- Fin 2017, Shinhan Capital a investi 500 millions de wons dans Urbanbase
- En 2023, en raison de la dégradation du marché de l’investissement, Urbanbase n’a pas réussi à lever de nouveaux fonds et a déposé une demande de redressement
- Shinhan Capital a alors intenté une action en justice contre le fondateur à titre personnel, exigeant le remboursement de l’investissement pour un total de 1,2 milliard de wons, soit plus du double du principal investi, avec un intérêt composé annuel de 15 %
- Lorsque le fondateur a contesté cette demande, l’entreprise a même fait saisir à titre conservatoire son logement et a poursuivi activement l’action en remboursement de l’investissement
- Shinhan Capital affirme qu’il n’y a eu aucune violation contractuelle telle qu’abus de confiance, détournement de fonds ou violation du droit de consentement, mais qu’elle demande l’exercice du droit au remboursement sur la base d’une clause stipulant que « lorsque l’entreprise n’est plus en mesure de poursuivre normalement ses activités »
14 commentaires
https://www.youtube.com/watch?v=Rr1e0JUmXiI
La vidéo de l’interview du PDG a été mise en ligne.
Au final, on dirait qu’il ne reste que le contrat et les procédures juridiques. Les promesses verbales semblent n’avoir aucune valeur. Mais est-ce vraiment le cas qu’en droit commercial, la responsabilité solidaire du PDG ne peut pas être établie ? Je me demande aussi si vous aviez fait examiner les aspects juridiques avant de signer le contrat en 2017. Maintenant que l’on connaît l’issue, on voit que cette clause posait problème, mais il est difficile de savoir comment cela se présentait à l’époque.
On dirait que Shinhan Capital adopte une démarche déraisonnable, après avoir jugé qu’il n’y avait aucun avenir pour sa propre activité. Tss tss...
Comme on dit beaucoup en ce moment, c’est vraiment minable. Surtout quand on a causé une perte de 130 milliards de wons à cause de défaillances du contrôle interne.
Si ça explose, tant mieux ; sinon, c’était un prêt à 15 % ?
C’est affligeant !
À titre de référence, il y a eu récemment des affaires de ce type liées au groupe financier Shinhan
À la lecture de l’article, on dirait qu’après s’être planté dans le PF et en cherchant à récupérer de force les investissements réalisés jusque-là, ils ont même fini par faire saisir provisoirement le domicile d’un dirigeant de startup qui n’y était pour rien.
Je pense qu’il y a une légère confusion, donc je vous réponds.
Le pf, s’il se trompe, il encaisse lui-même la perte et l’affaire s’arrête là. Chacun assume ses propres erreurs, point final.

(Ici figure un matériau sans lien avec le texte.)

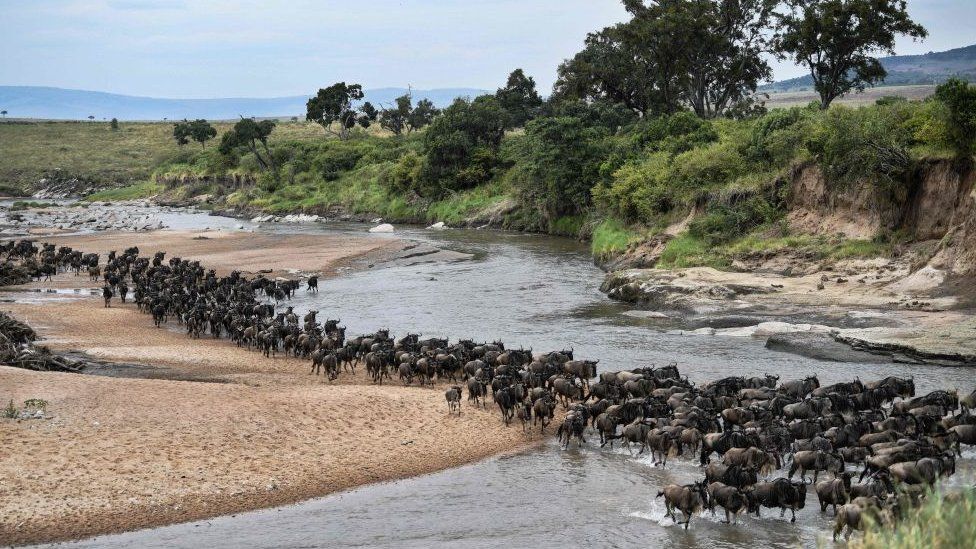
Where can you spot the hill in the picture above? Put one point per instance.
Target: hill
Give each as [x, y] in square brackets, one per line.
[929, 68]
[64, 104]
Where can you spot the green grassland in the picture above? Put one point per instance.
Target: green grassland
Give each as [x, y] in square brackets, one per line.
[92, 151]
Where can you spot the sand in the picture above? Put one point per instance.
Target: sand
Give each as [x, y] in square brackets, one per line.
[249, 253]
[119, 454]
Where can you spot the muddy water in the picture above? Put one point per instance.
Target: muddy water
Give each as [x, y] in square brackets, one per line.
[538, 292]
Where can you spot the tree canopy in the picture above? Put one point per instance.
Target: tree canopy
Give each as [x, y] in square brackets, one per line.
[335, 106]
[959, 97]
[837, 40]
[703, 54]
[519, 97]
[404, 117]
[462, 145]
[249, 133]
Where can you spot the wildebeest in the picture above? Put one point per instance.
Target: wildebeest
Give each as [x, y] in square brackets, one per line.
[816, 461]
[781, 493]
[689, 499]
[453, 396]
[835, 491]
[729, 498]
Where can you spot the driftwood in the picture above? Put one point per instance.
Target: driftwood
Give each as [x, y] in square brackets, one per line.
[17, 349]
[12, 274]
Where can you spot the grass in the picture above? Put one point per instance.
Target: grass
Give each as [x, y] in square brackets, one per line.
[568, 225]
[686, 250]
[612, 236]
[940, 523]
[92, 151]
[456, 209]
[136, 191]
[821, 247]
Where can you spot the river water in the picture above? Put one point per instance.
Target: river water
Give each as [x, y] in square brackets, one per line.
[539, 292]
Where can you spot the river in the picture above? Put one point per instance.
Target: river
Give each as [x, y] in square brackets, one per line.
[539, 292]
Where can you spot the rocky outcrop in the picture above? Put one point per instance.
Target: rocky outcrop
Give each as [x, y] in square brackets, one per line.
[668, 290]
[229, 181]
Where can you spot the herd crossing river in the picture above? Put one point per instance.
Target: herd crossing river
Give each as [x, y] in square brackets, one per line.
[539, 292]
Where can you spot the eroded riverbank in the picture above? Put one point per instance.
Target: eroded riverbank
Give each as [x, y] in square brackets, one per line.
[537, 292]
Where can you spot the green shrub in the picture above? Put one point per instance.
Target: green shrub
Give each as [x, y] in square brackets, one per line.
[560, 158]
[727, 220]
[959, 97]
[869, 145]
[687, 250]
[612, 236]
[673, 134]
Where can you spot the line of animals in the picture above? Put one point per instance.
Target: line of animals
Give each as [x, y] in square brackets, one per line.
[902, 443]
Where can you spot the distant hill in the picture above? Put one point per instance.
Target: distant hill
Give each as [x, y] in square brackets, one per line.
[929, 68]
[65, 104]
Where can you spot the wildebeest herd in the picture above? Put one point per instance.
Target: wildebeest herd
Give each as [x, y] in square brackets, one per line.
[894, 442]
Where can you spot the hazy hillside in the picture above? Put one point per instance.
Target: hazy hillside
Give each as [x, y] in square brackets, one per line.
[930, 68]
[64, 104]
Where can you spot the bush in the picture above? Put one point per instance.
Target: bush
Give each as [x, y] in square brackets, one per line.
[561, 160]
[462, 146]
[776, 137]
[727, 220]
[868, 144]
[941, 522]
[673, 134]
[959, 97]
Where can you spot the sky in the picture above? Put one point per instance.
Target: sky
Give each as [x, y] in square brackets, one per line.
[252, 48]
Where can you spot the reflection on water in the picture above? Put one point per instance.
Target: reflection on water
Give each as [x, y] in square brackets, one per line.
[537, 292]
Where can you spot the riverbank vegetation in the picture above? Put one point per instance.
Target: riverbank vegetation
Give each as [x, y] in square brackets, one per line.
[626, 146]
[943, 521]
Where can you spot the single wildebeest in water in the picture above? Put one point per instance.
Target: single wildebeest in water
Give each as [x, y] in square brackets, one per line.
[453, 396]
[689, 499]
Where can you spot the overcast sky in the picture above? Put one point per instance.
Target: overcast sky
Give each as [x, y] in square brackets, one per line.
[251, 48]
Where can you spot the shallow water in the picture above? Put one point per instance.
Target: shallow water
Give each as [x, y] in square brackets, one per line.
[539, 292]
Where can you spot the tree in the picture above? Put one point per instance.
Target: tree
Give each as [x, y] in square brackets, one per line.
[959, 97]
[201, 131]
[618, 64]
[706, 54]
[396, 119]
[422, 115]
[334, 105]
[563, 156]
[249, 133]
[181, 133]
[519, 98]
[462, 145]
[838, 39]
[403, 117]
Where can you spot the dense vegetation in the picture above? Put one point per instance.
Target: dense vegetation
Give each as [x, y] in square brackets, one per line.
[943, 521]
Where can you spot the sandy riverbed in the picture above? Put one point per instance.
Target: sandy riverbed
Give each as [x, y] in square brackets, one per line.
[249, 432]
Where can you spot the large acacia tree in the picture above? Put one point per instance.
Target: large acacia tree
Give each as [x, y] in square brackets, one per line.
[519, 97]
[838, 40]
[335, 106]
[703, 54]
[249, 133]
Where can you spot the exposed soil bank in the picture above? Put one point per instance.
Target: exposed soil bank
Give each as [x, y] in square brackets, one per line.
[122, 453]
[928, 273]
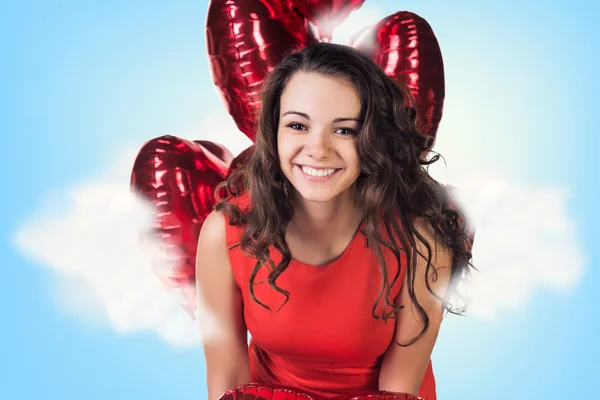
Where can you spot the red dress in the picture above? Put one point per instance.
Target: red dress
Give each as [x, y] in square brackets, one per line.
[324, 340]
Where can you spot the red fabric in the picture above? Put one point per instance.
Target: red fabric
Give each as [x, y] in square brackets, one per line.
[324, 340]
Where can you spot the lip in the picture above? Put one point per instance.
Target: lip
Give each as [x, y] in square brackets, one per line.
[315, 167]
[315, 178]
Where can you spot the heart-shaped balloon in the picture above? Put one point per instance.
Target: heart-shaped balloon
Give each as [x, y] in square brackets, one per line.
[406, 49]
[325, 15]
[245, 40]
[178, 178]
[256, 391]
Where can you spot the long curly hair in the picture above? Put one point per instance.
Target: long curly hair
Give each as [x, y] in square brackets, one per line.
[392, 188]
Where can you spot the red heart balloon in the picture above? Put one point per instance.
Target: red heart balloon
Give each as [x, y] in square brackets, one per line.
[406, 49]
[246, 39]
[257, 391]
[178, 177]
[325, 14]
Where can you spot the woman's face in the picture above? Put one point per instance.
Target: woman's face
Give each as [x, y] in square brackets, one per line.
[317, 135]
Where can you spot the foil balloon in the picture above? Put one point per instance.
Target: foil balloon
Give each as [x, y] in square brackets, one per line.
[325, 15]
[257, 391]
[405, 47]
[178, 178]
[245, 40]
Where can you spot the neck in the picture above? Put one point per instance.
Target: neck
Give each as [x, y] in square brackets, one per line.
[312, 218]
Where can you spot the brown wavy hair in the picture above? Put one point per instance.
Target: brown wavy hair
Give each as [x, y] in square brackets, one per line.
[393, 186]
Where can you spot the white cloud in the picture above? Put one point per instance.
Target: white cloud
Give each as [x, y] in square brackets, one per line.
[89, 236]
[365, 16]
[525, 242]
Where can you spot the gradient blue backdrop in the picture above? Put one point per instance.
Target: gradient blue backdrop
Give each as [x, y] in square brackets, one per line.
[80, 77]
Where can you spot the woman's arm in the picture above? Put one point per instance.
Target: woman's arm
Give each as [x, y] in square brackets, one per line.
[403, 368]
[226, 347]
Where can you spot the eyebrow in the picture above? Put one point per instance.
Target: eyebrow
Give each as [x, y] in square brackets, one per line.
[305, 116]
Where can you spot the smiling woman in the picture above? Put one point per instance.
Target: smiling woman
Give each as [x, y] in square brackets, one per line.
[335, 248]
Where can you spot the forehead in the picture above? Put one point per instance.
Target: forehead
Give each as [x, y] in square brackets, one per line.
[320, 96]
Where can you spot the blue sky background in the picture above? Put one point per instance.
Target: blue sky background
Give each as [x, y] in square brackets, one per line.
[83, 80]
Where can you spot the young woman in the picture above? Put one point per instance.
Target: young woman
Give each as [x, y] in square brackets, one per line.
[335, 249]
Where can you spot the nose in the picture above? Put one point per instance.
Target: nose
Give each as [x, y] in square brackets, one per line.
[318, 143]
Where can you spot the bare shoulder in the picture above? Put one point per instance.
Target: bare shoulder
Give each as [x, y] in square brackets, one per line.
[213, 228]
[440, 258]
[213, 267]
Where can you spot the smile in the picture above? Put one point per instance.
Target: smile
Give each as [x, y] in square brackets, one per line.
[318, 175]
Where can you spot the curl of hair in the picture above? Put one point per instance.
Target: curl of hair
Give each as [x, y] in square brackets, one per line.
[393, 186]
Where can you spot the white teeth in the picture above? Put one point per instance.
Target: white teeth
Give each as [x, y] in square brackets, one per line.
[317, 172]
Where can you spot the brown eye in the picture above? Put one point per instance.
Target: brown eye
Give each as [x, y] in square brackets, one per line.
[346, 131]
[296, 126]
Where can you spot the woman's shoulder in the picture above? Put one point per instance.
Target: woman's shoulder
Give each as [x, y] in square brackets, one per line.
[232, 227]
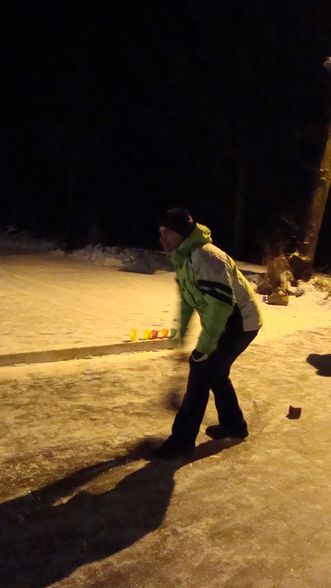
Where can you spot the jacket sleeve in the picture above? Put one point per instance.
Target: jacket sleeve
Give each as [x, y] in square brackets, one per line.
[214, 279]
[186, 312]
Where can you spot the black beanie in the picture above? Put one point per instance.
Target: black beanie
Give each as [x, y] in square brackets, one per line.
[178, 220]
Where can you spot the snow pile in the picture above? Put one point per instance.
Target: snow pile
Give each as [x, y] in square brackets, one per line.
[131, 259]
[11, 239]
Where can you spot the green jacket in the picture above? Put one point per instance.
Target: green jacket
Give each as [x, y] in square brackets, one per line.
[211, 283]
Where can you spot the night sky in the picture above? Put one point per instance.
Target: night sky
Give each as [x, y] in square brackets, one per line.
[114, 111]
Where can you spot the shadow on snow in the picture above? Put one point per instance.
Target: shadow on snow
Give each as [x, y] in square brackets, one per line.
[47, 534]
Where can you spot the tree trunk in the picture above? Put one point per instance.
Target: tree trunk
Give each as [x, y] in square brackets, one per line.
[239, 202]
[302, 261]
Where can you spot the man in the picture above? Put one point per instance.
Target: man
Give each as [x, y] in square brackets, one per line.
[210, 283]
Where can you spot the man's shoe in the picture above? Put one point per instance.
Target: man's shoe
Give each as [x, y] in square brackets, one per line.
[221, 432]
[172, 449]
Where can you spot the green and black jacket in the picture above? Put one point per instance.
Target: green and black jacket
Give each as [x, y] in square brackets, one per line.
[211, 283]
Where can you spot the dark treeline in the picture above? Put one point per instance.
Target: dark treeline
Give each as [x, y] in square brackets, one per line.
[113, 111]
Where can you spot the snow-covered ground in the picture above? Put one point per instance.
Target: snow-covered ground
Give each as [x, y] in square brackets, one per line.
[81, 503]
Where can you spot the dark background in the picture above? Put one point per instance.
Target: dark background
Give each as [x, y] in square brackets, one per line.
[114, 111]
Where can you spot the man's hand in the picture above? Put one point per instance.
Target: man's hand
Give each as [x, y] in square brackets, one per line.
[198, 357]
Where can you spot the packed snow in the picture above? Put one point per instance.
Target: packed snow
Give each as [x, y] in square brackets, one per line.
[81, 503]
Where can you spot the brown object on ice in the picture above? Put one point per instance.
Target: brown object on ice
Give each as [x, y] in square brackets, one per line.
[293, 412]
[279, 299]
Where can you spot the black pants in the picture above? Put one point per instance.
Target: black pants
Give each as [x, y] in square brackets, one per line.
[214, 374]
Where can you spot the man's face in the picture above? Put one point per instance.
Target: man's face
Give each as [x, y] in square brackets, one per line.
[169, 239]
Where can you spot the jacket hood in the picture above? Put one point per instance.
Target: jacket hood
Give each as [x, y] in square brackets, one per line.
[199, 236]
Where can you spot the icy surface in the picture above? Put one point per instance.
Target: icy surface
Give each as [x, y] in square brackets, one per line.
[81, 503]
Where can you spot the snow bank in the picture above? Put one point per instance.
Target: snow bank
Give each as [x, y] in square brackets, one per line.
[13, 240]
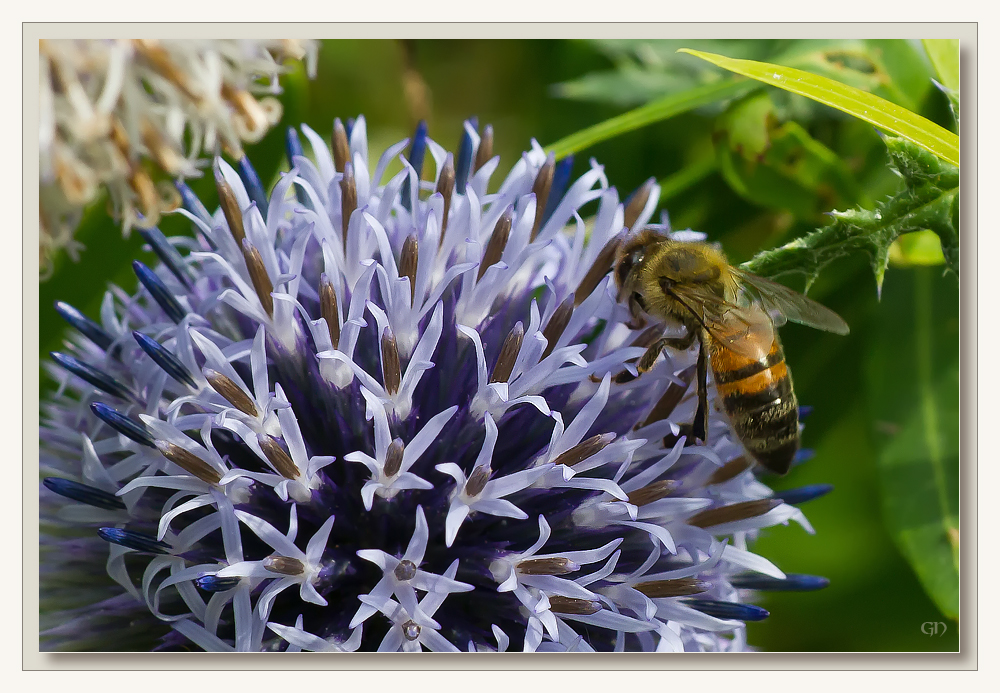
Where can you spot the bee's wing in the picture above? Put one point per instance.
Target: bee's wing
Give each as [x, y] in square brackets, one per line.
[775, 297]
[743, 329]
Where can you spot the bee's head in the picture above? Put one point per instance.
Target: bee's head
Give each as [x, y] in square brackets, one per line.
[630, 255]
[631, 252]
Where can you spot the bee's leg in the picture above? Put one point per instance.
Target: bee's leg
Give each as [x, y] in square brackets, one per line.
[652, 353]
[700, 425]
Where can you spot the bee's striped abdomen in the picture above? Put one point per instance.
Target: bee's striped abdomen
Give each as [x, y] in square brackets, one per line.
[760, 401]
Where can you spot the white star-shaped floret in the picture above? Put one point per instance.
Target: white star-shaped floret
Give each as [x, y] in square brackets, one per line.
[388, 481]
[306, 469]
[205, 493]
[245, 425]
[299, 639]
[288, 566]
[533, 582]
[485, 497]
[414, 627]
[402, 576]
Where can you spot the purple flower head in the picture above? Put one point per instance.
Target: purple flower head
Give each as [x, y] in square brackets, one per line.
[376, 412]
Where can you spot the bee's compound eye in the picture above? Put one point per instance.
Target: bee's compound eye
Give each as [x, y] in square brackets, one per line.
[622, 270]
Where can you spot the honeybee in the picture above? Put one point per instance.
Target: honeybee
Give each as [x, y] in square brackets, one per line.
[732, 315]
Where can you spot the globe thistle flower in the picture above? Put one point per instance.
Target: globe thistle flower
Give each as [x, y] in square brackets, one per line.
[123, 114]
[371, 412]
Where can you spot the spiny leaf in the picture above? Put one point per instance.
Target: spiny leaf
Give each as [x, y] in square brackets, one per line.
[929, 200]
[861, 104]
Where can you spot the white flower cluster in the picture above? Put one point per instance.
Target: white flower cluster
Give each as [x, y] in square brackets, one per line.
[109, 109]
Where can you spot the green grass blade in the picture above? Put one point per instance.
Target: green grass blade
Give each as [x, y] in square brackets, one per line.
[654, 111]
[944, 57]
[917, 426]
[883, 114]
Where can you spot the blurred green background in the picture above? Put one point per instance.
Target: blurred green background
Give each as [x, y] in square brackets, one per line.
[752, 172]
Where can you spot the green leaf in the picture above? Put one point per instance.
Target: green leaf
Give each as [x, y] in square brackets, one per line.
[921, 248]
[779, 166]
[652, 112]
[627, 86]
[914, 382]
[929, 200]
[690, 175]
[868, 107]
[944, 57]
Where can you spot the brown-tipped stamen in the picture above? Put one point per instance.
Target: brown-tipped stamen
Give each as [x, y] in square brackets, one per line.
[498, 241]
[157, 56]
[405, 570]
[508, 355]
[547, 566]
[230, 391]
[119, 137]
[670, 399]
[394, 457]
[570, 605]
[252, 114]
[341, 148]
[556, 324]
[541, 187]
[189, 462]
[585, 449]
[477, 482]
[164, 155]
[390, 362]
[681, 587]
[283, 565]
[145, 190]
[408, 264]
[446, 186]
[602, 265]
[230, 207]
[328, 308]
[485, 151]
[730, 470]
[733, 513]
[258, 275]
[277, 456]
[653, 492]
[348, 200]
[637, 202]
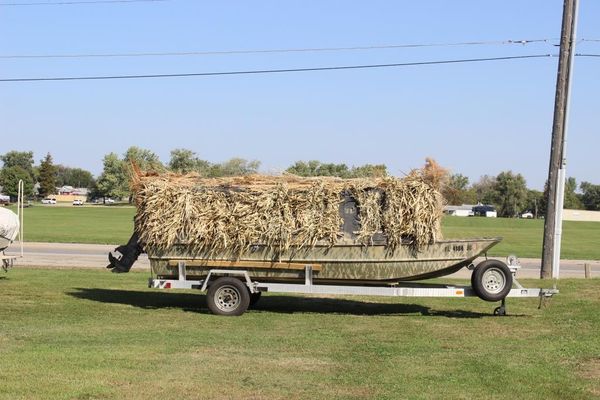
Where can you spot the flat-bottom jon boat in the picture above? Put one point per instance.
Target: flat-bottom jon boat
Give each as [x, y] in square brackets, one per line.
[343, 262]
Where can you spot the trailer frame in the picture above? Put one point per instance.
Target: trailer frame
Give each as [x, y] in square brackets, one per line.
[401, 289]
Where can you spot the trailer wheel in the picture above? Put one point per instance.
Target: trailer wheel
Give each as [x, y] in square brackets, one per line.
[228, 296]
[491, 280]
[254, 297]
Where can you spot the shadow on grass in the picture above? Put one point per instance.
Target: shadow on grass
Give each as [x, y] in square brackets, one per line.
[272, 303]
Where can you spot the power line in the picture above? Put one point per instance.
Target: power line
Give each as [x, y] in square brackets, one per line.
[274, 71]
[267, 51]
[64, 3]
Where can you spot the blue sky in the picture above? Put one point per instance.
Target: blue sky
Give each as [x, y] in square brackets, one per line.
[476, 119]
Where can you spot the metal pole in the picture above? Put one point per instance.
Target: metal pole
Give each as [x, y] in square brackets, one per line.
[558, 161]
[20, 207]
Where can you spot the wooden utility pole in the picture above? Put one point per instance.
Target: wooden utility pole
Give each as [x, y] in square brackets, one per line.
[556, 171]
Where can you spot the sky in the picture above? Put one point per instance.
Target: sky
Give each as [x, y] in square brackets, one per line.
[473, 118]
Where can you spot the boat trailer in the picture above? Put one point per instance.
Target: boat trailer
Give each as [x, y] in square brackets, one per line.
[231, 291]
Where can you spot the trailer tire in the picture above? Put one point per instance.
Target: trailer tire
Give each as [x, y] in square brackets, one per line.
[492, 280]
[254, 297]
[228, 296]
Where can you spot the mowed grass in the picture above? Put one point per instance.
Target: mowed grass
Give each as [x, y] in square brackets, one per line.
[70, 224]
[114, 225]
[89, 334]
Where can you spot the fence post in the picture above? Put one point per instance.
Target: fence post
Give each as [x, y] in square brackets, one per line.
[588, 270]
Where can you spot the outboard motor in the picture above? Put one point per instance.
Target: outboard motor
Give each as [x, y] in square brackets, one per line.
[123, 257]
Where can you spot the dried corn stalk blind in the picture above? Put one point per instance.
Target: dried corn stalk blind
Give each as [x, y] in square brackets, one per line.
[232, 214]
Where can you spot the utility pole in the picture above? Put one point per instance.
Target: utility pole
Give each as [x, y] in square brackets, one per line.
[558, 161]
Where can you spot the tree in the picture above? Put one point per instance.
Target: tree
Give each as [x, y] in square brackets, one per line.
[22, 159]
[9, 180]
[591, 196]
[113, 181]
[143, 158]
[534, 202]
[234, 167]
[572, 200]
[317, 168]
[369, 171]
[184, 161]
[510, 194]
[455, 191]
[47, 176]
[76, 177]
[485, 190]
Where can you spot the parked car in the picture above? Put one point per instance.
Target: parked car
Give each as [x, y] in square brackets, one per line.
[485, 211]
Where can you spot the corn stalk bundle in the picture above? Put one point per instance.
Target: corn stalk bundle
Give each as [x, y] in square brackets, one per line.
[229, 215]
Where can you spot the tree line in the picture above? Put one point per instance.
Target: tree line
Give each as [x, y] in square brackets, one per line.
[507, 191]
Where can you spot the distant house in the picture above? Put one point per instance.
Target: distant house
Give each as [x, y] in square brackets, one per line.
[470, 210]
[69, 193]
[466, 210]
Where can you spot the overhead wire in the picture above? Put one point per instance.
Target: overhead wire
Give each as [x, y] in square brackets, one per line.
[288, 50]
[76, 2]
[276, 71]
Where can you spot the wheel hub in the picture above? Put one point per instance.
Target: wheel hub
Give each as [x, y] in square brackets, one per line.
[494, 280]
[227, 298]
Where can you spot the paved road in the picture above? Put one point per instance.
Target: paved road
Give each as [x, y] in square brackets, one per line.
[62, 255]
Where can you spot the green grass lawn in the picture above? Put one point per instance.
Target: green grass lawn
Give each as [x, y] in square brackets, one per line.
[113, 225]
[89, 334]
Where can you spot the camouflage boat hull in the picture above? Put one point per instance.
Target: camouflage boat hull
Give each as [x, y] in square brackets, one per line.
[341, 262]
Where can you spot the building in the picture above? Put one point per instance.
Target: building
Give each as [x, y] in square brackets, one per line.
[69, 193]
[471, 210]
[466, 210]
[581, 215]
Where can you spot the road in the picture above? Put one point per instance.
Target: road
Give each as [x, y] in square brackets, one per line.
[68, 255]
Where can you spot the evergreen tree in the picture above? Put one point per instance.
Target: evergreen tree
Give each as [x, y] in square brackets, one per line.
[47, 177]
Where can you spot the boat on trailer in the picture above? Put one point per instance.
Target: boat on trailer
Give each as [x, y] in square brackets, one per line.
[346, 261]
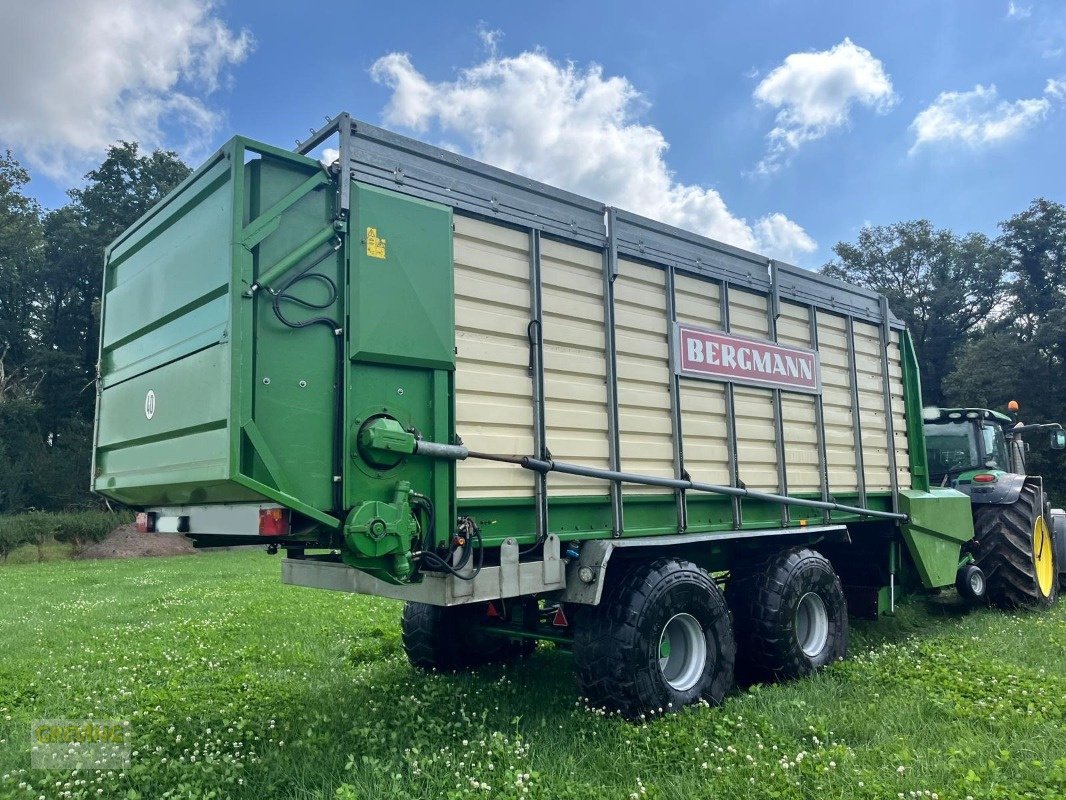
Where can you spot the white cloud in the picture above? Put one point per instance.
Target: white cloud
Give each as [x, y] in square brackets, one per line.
[979, 117]
[813, 94]
[784, 237]
[80, 75]
[574, 128]
[1018, 12]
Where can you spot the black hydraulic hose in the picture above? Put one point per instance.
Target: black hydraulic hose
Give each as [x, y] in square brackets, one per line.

Le lp, c’est différent. Il doit uniquement fournir de la liquidité. En théorie (et moralement aussi), il ne devrait ni réaliser de gains ni subir de pertes.
Je trouve regrettable que les gens ne prennent pas conscience du nombre de problèmes que cela révèle lorsqu’un lp subit des pertes (et à quel point cela rend le marché peu digne de confiance).
Alors, la bombe k-startup finit-elle par exploser ?
Si cet investissement avait pu se transformer en prêt à 15 % d’intérêt annuel, il n’aurait sans doute jamais fallu l’accepter dès le départ… Il est triste de voir qu’une telle situation se produise encore en 2024 dans l’écosystème des startups coréennes.
Vu l’attitude de Shinhan, on dirait qu’ils ne font toujours pas la différence entre un prêt et un investissement en capital-risque.
À part quelques dirigeants qui font du capital-risque comme hobby après avoir décroché le jackpot, il n’y a vraiment pas de vrais business angels.
En Corée du Sud, la quasi-totalité des investissements
d'amorçage ou de série A
se font sous forme d'obligations convertibles.
De plus, ils incluent aussi une option de conversion permettant de les monétiser immédiatement lorsqu'un investissement public comme TIPS ou un investisseur de suivi entre au capital.
Ainsi, dans les startups, dès qu'elles reçoivent un investissement, elles doivent verser chaque mois des intérêts à l'investisseur.
Heureusement, ces derniers temps, la caution solidaire du fondateur a disparu, mais dans un ancien contrat comme celui de cette personne, lorsque l'entreprise se retrouve en difficulté, le fondateur doit rembourser toute la dette lui-même.